A typical analysis and optimization takes about four hours, while eliminating offline spreadsheets and manual calculations. The software can also exchange laminate specifications with CATIA and FiberSIM.
Wind’s material future
There is currently no “best design” configuration for wind turbines. The engineering community is still searching for the right combinations of structural innovation and complementary material solutions.
But when Sandia’s prototype blade research first started in 2002, engineers didn’t even know if they could mix carbon fiber with glass fibers because their strength properties differed by a factor of three. Now they know a combination of advanced materials including carbon fiber, hybrid laminates, and sandwich cores of all material types can play important roles in blade design. Along the way they have accumulated more than 10,000 fatigue-test results for about 150 different composites, all of which can be downloaded into the software’s material database
Analysts at CompositeWorld’s 2009 Carbon Fiber Conference agreed with Sandia researchers’ findings about the value of new materials.
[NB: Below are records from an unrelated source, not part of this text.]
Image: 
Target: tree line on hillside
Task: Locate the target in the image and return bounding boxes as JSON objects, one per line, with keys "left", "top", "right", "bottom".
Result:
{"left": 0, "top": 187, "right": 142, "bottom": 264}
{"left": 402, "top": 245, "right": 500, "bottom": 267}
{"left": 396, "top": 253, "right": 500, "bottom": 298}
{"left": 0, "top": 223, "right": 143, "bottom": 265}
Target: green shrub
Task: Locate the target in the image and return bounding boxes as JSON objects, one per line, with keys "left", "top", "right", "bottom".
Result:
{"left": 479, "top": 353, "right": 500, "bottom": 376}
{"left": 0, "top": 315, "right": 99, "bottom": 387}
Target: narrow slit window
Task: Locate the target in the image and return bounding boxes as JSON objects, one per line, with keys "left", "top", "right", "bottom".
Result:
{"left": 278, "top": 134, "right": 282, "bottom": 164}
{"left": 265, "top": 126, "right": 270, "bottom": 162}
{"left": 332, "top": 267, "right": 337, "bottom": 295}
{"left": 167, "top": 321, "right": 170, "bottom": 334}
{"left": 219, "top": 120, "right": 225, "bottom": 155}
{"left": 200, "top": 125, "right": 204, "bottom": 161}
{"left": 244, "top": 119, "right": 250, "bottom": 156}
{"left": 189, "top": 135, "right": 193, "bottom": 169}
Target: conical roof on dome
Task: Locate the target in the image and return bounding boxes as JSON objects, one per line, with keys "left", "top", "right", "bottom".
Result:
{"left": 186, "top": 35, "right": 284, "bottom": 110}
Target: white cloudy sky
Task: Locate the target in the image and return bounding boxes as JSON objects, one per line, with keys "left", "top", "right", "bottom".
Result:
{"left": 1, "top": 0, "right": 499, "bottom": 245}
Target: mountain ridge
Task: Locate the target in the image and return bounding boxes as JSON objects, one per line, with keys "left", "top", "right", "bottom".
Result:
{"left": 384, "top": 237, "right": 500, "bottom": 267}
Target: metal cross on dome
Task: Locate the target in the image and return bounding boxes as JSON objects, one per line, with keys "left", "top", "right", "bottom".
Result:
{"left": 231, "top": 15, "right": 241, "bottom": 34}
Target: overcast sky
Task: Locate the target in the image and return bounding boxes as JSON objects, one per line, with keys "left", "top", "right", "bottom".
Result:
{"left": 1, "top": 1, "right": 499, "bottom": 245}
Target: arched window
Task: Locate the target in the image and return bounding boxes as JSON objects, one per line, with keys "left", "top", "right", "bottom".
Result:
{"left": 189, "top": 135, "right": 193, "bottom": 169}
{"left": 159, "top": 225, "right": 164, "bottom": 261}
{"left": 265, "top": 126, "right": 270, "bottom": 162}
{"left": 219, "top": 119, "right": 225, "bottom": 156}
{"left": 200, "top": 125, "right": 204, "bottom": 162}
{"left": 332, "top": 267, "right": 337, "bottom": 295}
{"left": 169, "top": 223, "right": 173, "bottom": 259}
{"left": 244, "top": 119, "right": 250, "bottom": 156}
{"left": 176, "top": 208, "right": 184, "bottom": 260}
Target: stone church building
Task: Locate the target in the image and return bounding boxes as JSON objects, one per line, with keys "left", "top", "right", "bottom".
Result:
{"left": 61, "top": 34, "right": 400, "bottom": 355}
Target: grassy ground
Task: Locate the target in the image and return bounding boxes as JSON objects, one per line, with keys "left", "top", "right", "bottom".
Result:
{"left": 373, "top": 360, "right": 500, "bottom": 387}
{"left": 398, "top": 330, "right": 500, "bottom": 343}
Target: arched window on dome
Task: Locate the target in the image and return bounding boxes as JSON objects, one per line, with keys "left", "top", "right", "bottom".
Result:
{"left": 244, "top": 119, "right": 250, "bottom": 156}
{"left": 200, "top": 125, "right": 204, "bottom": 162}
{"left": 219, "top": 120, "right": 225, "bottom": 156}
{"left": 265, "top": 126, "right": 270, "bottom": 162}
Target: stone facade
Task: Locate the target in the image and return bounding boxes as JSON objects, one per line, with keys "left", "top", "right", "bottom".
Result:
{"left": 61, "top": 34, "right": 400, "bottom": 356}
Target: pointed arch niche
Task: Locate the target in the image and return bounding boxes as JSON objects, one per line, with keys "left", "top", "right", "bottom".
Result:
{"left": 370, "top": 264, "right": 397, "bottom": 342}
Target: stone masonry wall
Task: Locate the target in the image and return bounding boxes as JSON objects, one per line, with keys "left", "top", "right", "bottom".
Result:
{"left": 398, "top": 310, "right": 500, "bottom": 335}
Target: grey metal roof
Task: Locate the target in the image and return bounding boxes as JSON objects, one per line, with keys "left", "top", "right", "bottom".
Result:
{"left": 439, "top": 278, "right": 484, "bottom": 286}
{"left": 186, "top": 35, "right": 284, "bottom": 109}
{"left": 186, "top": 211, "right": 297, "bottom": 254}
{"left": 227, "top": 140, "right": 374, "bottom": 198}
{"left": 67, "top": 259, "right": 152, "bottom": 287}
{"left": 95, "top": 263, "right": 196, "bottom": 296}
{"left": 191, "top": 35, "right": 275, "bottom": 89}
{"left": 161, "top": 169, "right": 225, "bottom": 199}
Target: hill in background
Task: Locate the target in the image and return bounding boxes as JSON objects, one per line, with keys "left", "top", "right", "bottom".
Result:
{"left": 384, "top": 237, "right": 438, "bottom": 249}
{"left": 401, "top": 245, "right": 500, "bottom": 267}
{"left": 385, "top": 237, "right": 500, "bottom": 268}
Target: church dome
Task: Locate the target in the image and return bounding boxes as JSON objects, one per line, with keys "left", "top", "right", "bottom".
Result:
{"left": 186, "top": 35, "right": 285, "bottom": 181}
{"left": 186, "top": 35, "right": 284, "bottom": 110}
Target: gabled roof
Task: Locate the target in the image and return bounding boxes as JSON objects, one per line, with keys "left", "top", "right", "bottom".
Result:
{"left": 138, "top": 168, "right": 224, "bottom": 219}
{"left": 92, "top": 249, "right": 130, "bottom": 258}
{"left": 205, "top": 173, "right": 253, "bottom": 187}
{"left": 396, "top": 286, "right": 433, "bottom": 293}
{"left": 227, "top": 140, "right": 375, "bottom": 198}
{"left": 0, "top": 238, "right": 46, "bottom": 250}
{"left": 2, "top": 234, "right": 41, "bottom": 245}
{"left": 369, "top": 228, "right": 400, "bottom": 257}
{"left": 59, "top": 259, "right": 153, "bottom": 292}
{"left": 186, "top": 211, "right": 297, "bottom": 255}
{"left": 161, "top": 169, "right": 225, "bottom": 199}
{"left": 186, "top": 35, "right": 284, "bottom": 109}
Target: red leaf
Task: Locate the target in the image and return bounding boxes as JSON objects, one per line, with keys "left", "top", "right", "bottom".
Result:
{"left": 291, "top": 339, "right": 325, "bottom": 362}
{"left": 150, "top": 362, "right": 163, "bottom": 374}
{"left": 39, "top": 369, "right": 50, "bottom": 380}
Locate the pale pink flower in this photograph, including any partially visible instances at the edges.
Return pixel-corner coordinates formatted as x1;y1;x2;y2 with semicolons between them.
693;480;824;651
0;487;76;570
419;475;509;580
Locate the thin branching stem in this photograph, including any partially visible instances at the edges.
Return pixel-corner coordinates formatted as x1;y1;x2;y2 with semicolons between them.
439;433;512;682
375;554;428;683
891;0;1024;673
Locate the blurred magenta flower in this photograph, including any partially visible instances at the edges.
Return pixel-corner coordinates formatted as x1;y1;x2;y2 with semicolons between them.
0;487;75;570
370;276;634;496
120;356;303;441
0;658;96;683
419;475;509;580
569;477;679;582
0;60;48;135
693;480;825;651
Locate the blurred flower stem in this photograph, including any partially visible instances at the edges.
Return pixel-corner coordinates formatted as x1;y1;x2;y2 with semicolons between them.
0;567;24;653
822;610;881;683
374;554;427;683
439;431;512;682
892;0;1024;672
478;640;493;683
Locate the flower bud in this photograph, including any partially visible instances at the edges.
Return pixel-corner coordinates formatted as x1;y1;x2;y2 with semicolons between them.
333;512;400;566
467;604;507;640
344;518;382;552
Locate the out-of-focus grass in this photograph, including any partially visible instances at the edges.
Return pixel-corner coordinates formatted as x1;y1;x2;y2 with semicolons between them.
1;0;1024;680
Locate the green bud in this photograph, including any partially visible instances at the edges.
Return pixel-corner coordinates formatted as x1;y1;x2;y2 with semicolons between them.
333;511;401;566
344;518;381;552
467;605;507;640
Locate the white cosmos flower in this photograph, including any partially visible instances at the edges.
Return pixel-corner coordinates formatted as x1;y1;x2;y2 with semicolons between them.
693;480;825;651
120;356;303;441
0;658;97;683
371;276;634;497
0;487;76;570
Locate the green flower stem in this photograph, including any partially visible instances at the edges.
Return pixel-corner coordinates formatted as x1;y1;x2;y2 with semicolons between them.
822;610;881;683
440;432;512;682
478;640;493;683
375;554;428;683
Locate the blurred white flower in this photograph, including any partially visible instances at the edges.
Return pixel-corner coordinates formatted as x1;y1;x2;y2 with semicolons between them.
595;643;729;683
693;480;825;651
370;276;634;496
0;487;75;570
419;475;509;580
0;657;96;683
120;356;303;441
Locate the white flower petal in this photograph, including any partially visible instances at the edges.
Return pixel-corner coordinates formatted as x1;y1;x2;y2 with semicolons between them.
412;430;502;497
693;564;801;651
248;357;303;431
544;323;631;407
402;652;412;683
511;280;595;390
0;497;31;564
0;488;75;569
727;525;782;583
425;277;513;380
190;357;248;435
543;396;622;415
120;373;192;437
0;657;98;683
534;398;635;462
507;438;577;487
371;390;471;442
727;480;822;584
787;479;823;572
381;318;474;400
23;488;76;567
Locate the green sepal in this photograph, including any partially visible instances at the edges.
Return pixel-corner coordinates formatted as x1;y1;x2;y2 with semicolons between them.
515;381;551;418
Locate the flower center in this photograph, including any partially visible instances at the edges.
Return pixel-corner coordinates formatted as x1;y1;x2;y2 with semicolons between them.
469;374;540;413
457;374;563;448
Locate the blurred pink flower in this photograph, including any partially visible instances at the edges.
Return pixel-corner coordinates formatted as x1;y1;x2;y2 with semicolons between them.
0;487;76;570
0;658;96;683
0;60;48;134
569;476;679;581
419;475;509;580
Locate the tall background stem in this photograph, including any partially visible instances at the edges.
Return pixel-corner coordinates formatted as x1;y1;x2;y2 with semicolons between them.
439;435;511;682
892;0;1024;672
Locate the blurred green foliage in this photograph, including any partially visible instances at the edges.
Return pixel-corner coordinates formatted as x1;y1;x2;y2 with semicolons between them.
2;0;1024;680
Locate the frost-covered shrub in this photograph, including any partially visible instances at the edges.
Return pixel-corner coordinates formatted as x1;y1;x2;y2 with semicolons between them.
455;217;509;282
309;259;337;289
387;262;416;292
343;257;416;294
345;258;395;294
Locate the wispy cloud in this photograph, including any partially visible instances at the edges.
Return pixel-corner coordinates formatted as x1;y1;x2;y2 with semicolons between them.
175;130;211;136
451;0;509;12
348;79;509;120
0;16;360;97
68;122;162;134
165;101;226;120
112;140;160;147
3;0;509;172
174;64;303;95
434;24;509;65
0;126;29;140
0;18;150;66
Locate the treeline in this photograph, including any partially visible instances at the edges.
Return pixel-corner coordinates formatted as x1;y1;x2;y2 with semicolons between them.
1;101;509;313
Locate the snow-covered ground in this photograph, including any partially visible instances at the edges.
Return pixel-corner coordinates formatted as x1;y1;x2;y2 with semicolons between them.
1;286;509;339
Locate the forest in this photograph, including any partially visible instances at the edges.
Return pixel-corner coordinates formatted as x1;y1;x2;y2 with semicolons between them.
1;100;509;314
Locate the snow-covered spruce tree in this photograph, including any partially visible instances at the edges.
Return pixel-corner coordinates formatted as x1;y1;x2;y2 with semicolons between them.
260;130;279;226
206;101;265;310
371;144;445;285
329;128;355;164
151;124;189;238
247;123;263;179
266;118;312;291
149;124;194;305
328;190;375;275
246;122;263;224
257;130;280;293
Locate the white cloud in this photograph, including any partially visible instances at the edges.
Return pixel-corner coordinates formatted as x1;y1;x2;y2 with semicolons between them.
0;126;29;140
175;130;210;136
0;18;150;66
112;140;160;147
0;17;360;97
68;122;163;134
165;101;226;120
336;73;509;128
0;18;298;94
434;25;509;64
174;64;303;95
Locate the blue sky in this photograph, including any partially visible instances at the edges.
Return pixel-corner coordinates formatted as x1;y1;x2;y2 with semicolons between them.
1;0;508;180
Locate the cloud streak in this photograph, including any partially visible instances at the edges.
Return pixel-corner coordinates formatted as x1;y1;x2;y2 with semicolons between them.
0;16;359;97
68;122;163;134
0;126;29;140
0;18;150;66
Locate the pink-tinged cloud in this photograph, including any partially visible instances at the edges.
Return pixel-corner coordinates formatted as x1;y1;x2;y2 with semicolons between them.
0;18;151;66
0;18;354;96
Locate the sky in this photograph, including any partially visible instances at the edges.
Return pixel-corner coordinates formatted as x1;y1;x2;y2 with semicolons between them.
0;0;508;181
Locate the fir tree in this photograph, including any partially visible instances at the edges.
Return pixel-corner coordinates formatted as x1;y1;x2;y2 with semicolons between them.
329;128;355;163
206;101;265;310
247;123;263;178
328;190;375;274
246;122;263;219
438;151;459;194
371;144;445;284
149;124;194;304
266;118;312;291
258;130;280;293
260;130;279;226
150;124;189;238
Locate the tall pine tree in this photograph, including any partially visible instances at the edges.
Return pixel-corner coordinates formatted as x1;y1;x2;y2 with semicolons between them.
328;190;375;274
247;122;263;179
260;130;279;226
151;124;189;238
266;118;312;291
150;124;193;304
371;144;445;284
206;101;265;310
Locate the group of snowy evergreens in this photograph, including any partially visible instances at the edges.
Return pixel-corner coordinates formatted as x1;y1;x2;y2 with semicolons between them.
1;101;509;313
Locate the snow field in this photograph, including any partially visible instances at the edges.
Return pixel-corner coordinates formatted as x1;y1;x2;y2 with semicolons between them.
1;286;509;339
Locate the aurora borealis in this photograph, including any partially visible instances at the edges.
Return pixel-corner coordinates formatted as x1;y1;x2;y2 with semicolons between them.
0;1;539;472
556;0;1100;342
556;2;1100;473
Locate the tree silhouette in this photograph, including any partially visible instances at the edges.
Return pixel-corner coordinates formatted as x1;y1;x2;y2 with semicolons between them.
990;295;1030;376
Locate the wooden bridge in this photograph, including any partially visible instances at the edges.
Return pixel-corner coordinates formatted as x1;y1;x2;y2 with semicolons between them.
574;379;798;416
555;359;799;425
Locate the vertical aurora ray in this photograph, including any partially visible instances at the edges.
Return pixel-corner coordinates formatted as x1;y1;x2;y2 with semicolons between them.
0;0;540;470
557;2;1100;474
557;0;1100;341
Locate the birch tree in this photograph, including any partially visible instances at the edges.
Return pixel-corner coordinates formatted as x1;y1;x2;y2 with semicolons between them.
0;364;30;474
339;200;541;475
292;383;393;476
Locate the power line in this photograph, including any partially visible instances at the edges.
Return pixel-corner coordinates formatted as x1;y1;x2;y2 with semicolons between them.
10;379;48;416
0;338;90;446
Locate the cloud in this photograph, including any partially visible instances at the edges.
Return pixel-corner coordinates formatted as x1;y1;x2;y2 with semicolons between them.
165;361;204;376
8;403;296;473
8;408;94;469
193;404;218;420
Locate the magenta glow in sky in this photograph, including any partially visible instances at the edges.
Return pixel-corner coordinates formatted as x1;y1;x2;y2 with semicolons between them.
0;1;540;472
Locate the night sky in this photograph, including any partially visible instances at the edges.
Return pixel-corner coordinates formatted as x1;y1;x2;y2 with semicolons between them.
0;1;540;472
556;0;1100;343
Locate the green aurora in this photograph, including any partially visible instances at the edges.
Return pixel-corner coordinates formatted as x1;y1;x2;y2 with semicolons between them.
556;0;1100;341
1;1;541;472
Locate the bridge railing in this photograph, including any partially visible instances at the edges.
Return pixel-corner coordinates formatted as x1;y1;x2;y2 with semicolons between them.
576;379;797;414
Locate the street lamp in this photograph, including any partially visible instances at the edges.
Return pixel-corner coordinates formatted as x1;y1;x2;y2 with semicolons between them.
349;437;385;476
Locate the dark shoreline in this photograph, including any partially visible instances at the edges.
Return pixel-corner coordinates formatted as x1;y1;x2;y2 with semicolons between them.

They predicted that by 2014 wind blades will be consuming 35,000 to 50,000 metric tons of carbon fiber annually.
As wind technology matures, engineers are learning how to build longer, stronger, and lighter blades using the latest high-performance composites. Advanced analysis tools, such as HyperSizer, will accelerate that learning curve. The software’s track record in the aerospace industry has been weight reduction averaging 20%. Test cases on wind blades are yielding similar results.